Hello,
I had a couple of related questions.
Is there any way to know the device ID from a thread in a kernel (not the host)?
I see there are two functions for querying the device ID from the host , first in the runtime API
host device cudaError_t cudaGetDevice ( int* device )
secondly in the driver API
CUresult cuCtxGetDevice ( CUdevice* device )
Are they the Runtime-Driver API counterparts ? Is there any difference between them and could they return different values in any edge case ?
Thanks,
Anil Mahmud.
Is there any way to know the device ID from a thread in a kernel (not the host)?

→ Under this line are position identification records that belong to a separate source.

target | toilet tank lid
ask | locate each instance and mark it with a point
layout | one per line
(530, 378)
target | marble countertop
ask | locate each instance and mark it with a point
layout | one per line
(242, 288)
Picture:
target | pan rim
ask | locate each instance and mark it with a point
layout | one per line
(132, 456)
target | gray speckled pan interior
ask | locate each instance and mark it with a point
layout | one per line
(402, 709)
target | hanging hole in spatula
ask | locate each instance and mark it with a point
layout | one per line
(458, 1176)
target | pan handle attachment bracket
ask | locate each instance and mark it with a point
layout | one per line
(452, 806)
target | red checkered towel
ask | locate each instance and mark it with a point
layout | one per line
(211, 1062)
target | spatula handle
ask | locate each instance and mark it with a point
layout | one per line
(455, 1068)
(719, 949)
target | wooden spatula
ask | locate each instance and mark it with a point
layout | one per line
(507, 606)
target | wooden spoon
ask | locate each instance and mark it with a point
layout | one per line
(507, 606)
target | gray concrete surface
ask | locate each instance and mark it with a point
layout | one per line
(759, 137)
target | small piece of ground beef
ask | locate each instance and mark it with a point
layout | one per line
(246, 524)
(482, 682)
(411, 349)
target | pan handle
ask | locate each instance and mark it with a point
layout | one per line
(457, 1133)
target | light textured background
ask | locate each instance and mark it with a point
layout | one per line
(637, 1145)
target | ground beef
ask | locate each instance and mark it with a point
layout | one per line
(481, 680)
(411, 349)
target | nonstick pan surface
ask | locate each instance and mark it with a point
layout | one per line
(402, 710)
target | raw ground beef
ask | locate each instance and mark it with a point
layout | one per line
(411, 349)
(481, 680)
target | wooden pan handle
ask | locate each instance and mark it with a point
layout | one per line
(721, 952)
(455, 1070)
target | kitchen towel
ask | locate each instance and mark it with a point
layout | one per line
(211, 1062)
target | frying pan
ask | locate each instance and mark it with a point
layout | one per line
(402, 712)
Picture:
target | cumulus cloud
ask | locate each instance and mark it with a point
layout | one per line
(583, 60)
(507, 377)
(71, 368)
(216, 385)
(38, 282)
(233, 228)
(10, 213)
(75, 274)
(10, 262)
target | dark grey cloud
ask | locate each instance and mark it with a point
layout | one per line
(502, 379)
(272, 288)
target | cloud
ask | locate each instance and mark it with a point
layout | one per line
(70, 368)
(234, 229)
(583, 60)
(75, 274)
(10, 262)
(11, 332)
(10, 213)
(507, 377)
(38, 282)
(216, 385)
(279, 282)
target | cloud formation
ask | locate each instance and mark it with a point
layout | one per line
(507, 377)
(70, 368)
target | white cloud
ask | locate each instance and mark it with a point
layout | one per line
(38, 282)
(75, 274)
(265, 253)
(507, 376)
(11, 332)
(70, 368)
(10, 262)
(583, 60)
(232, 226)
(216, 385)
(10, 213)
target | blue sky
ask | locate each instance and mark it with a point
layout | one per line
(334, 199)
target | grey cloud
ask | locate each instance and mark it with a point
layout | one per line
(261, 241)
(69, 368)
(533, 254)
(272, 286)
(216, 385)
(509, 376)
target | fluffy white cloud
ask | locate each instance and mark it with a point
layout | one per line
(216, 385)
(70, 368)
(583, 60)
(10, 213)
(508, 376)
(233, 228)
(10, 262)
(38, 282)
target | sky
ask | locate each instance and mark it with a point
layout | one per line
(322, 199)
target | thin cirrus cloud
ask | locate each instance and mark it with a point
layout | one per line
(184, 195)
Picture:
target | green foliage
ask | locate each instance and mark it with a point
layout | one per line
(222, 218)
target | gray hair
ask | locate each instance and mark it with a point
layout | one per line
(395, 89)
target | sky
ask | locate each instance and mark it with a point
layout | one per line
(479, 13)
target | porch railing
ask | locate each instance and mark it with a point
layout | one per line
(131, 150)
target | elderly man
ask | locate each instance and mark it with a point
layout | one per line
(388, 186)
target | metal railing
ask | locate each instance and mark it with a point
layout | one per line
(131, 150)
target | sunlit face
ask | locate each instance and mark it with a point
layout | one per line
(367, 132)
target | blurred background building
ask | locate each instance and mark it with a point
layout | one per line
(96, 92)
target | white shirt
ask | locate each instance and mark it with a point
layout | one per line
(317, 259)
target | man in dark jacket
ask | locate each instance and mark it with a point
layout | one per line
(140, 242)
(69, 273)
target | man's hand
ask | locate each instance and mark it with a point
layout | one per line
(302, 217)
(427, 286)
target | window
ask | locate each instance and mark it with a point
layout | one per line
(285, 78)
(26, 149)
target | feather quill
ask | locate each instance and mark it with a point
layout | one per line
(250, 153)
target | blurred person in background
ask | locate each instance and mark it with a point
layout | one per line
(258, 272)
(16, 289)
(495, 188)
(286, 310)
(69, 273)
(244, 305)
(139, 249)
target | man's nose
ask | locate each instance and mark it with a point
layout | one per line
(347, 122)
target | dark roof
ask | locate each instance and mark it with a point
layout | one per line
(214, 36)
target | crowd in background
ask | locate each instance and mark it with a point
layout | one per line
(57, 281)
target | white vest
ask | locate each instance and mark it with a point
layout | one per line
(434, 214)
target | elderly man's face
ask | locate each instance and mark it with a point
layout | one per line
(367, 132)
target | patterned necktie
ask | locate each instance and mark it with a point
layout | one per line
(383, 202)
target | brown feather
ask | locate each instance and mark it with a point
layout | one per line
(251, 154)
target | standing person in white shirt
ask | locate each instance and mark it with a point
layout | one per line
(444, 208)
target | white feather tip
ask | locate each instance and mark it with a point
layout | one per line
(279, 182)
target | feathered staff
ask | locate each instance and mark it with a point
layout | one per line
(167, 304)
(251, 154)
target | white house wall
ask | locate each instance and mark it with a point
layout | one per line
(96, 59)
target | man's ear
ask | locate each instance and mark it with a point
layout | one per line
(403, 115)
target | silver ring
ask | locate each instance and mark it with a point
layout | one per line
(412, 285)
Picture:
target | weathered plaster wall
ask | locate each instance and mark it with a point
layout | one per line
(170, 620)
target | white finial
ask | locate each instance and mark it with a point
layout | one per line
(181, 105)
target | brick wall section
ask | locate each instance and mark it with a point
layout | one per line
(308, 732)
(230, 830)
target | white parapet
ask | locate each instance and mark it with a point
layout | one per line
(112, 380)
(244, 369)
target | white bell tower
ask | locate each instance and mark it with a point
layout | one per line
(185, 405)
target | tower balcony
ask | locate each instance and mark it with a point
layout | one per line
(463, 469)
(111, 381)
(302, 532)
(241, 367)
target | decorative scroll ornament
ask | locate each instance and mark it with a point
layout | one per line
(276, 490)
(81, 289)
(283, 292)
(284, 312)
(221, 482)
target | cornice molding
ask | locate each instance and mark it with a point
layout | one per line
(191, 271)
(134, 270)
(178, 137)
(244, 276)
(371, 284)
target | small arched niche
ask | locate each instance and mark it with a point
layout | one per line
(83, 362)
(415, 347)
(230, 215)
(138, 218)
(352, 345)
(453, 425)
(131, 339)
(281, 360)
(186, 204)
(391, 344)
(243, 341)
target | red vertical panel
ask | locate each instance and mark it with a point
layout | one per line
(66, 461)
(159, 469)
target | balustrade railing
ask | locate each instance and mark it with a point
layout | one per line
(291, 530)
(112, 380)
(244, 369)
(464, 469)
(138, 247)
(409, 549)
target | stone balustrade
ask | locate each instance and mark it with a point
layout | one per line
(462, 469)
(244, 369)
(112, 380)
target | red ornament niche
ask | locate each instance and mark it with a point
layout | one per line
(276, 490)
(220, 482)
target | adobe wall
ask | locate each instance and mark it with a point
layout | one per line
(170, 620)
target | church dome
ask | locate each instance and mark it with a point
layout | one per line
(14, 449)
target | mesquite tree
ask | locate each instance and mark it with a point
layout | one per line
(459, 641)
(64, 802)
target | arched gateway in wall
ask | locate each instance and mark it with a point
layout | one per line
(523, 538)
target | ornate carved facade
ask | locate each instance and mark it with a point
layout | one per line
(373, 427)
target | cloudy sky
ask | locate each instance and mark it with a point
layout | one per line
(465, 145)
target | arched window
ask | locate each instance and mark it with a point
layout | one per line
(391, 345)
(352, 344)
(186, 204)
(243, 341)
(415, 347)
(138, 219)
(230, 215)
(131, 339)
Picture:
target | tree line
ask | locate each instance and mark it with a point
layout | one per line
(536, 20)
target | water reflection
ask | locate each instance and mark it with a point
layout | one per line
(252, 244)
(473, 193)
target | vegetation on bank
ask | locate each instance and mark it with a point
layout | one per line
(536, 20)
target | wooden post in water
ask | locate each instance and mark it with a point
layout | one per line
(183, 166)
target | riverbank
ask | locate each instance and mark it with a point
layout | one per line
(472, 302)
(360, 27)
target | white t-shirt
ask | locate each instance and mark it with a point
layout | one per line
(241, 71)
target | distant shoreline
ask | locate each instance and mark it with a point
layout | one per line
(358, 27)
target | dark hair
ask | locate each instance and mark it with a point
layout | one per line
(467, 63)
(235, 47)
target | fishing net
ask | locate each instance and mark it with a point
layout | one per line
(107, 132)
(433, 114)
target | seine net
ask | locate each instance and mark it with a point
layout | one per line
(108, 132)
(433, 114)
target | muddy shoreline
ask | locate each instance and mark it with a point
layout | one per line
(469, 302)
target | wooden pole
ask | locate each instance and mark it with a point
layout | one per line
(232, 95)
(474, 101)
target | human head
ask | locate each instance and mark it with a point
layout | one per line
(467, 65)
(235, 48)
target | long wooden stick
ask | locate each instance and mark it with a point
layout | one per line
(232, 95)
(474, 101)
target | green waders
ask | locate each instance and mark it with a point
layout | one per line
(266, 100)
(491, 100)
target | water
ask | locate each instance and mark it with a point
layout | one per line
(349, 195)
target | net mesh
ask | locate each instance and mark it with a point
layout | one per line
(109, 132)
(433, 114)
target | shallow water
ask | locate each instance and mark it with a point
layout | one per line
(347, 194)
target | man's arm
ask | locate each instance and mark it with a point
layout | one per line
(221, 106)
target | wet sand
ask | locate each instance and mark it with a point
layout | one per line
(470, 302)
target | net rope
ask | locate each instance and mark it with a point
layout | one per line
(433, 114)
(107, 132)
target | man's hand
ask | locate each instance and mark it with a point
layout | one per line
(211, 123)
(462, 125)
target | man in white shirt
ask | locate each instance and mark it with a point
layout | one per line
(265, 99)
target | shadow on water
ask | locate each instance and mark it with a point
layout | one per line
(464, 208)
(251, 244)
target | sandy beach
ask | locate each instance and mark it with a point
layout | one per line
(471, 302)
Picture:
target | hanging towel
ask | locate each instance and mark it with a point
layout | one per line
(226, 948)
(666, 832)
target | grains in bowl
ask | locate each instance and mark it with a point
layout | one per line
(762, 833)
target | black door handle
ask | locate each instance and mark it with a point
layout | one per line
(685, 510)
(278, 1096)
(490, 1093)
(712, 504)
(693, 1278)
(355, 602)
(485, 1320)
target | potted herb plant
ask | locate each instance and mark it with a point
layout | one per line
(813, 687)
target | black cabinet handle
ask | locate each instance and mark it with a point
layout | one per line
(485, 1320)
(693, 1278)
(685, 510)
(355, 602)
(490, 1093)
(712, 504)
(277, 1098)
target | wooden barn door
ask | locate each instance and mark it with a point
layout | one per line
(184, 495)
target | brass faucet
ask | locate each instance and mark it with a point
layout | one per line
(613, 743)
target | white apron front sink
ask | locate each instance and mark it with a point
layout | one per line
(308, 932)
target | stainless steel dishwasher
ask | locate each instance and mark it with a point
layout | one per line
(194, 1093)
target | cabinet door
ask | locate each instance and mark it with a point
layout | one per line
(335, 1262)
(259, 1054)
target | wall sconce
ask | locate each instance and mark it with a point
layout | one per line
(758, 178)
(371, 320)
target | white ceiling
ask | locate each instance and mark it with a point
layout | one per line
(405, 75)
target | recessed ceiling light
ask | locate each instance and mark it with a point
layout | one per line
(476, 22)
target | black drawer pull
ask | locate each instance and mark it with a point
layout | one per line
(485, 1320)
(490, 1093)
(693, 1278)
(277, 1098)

This seems to work for me:
$ cat t1399.cu
#include <stdio.h>
#include <stdlib.h>
__global__ void k(){
int d;
cudaError_t err = cudaGetDevice(&d);
if (err != cudaSuccess) printf("kernel cuda error: %d, %s\n", (int)err, cudaGetErrorString(err));
printf("device = %d\n", d);
}
int main(int argc, char *argv[]){
int d = 0;
if (argc > 1) d=atoi(argv[1]);
cudaSetDevice(d);
k<<<1,1>>>();
cudaDeviceSynchronize();
}
$ nvcc -rdc=true -arch=sm_35 -o t1399 t1399.cu -lcudadevrt
$ cuda-memcheck ./t1399 2
========= CUDA-MEMCHECK
device = 2
========= ERROR SUMMARY: 0 errors
$
Hi.
I am running the code on a K80 but something weird is happening, the call to cudaGetDevice(&d) is not changing the value of d at all. Could there be any particular reason for this ? The code is more or less identical to your code. The difference is that in my case I have a device function in which the code resides, which is called inside a kernel.
Thanks,
Anil
Is there any intrinsic function, or inlined assembly that one can use to get the same result as cudaGetDevice(int *device) ?
Thanks,
Anil